CLEVELAND - Win or lose, this is a story that needs to be told.
The University of Toledo put a big scare into Kent State in the Mid-American Conference championship game, nearly pulling off an improbable comeback against the mack of the MAC.
Unfortunately, this was one miracle the Rockets couldn't pull off.
The Rockets were unable to finish what they started over a month ago when they embarked on a 10-game winning streak against MAC opponents. The Rockets' magic-carpet ride was grounded last night in a heartbreaking 71-66 defeat at Quicken Loans Arena.
The Rockets bent, but they never broke.
Playing on tired legs at the end of a four-games-in-six-days marathon, the Rockets finally hit the wall and trailed 56-38 with 8:32 to play. But then they hit back, outscoring Kent 19-4 to entertain, however briefly, thoughts of another monumental win.
Alas, it was not to be. From 60-57, the Rockets fell behind 68-57, before one final rally left them three points short at 69-66 on Justin Ingram's 3-pointer with 21 seconds remaining - too little, too late.
But, boy, oh, boy, was it ever fun while it lasted for the 20-11 Rockets.
"I thought we grew a lot from the begining of the season until now. But we have a lot of room for improvement because we don't want to be in this position next year,'' said Ingram, who led the Rockets with 16 points and was named to the all-tournament team. "Get back in the gym and work on stuff so when we get to next year we'll be out there on the court celebrating.''
It's been a strange new world for the Rockets, and welcome to it, Stan Joplin.
Winning 20 games for the third time in his 10-year tenure at UT, and coaching in his first MAC championship game has raised the bar for Joplin and his Rockets.
So now maybe, finally, the soap opera that has been a big part of Joplin's life the last two years - will he or won't he return to coach the Rockets next season? - will be canceled.
Joplin's job is secure. He's proven his worth.
Apparently, athletic director Mike O'Brien realized the best man for the job is already on the job.
Good.

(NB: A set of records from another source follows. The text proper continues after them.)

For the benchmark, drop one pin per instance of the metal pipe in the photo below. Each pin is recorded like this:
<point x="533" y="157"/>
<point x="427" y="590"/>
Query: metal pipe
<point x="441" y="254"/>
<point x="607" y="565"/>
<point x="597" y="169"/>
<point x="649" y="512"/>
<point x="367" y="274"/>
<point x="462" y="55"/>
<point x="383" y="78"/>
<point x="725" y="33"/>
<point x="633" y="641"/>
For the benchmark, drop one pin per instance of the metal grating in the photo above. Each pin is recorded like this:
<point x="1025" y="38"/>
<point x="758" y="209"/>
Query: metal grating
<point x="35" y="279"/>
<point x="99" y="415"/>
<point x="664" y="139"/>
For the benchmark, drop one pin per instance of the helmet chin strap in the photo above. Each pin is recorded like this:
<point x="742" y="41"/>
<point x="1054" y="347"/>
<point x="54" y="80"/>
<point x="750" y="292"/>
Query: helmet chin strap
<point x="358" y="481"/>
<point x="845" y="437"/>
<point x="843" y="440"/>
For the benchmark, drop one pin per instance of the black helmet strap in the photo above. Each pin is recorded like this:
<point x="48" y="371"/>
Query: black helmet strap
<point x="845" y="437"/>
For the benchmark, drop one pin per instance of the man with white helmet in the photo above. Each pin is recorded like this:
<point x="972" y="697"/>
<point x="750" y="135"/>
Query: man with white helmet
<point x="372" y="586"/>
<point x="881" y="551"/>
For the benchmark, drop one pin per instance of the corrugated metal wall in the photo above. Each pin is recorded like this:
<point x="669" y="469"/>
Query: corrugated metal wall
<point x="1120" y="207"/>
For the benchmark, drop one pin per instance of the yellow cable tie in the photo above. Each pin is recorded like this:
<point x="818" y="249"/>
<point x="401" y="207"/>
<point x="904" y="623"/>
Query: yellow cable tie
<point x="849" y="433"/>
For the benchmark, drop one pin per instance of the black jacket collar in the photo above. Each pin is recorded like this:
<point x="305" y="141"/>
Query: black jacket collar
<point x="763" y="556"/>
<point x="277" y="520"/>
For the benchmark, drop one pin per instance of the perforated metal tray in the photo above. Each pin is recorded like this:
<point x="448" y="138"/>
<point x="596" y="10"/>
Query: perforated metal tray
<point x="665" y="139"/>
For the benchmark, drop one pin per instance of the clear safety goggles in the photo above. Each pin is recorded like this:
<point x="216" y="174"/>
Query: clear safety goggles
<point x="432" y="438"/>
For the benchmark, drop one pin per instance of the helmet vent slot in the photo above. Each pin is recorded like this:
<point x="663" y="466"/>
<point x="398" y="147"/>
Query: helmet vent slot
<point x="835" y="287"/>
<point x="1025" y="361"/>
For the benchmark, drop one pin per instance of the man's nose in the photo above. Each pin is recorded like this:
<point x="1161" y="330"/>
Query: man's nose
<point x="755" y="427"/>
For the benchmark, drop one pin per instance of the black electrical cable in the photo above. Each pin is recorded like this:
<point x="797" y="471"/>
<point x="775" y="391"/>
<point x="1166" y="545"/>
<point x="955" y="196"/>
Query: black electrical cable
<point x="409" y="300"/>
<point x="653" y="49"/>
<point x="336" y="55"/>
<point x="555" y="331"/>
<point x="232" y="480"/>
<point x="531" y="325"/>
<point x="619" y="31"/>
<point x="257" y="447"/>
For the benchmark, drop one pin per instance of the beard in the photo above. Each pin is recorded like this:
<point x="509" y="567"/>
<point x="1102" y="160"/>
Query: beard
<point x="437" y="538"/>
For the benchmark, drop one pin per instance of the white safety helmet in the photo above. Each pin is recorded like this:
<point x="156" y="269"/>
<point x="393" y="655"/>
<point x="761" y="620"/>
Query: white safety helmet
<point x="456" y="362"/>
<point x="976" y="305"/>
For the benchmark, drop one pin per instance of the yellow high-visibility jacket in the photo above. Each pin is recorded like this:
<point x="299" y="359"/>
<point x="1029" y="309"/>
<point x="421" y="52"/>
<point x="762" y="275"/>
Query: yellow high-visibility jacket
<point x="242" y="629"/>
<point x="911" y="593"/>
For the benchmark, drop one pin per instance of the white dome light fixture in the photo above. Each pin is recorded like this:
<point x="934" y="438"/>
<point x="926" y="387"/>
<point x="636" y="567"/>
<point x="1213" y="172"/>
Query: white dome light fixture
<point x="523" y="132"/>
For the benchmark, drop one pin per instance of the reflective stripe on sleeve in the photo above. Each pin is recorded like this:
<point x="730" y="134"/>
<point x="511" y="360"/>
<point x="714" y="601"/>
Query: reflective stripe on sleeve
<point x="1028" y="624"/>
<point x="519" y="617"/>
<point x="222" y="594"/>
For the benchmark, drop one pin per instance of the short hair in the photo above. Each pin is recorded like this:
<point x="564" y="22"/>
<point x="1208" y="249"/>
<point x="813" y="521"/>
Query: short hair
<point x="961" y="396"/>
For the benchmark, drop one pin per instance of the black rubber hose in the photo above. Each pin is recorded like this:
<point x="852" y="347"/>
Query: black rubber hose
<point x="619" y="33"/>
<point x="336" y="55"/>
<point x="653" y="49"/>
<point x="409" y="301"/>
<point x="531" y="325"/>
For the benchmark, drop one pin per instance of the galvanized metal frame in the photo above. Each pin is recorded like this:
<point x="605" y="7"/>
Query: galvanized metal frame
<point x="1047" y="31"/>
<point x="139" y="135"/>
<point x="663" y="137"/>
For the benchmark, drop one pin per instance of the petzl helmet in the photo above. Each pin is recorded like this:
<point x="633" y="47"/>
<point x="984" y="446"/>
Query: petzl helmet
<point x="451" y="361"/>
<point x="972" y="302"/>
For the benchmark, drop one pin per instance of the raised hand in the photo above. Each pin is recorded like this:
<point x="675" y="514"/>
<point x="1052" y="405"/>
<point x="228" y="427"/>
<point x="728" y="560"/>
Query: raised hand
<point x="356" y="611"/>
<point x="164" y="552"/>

Enough is enough.
A story in last week's Blade quoted O'Brien endorsing Joplin's return in the form of a contract extension. Beyond that, details such as how many years the new deal is for, remain unanswered.
Joplin didn't want to talk about his contract situation after last night's game, and who could blame him?
The loss to Kent State was still fresh in his mind.
"We didn't play our best game, but we hung in there,'' Joplin said. "Our players didn't quit.''
Said Ingram: "Coach just told us to keep fighting.''
Indeed, the Rockets listened to their coach. Hung on his every word, in fact.
It's been a learning process for both sides - from the coach who has learned how to push the right buttons at the right times, to the players who finally bought into Joplin's us-against-the-world warrior mentality and adopted his zeal for pressure defense and team play.
"The one thing I learned is that what I was doing was completely right,'' Joplin said. "I just had to stay with it, and the players came around. This team grew and I grew also.''
What took O'Brien so long to acknowledge Joplin's importance to UT is one of life's great mysteries.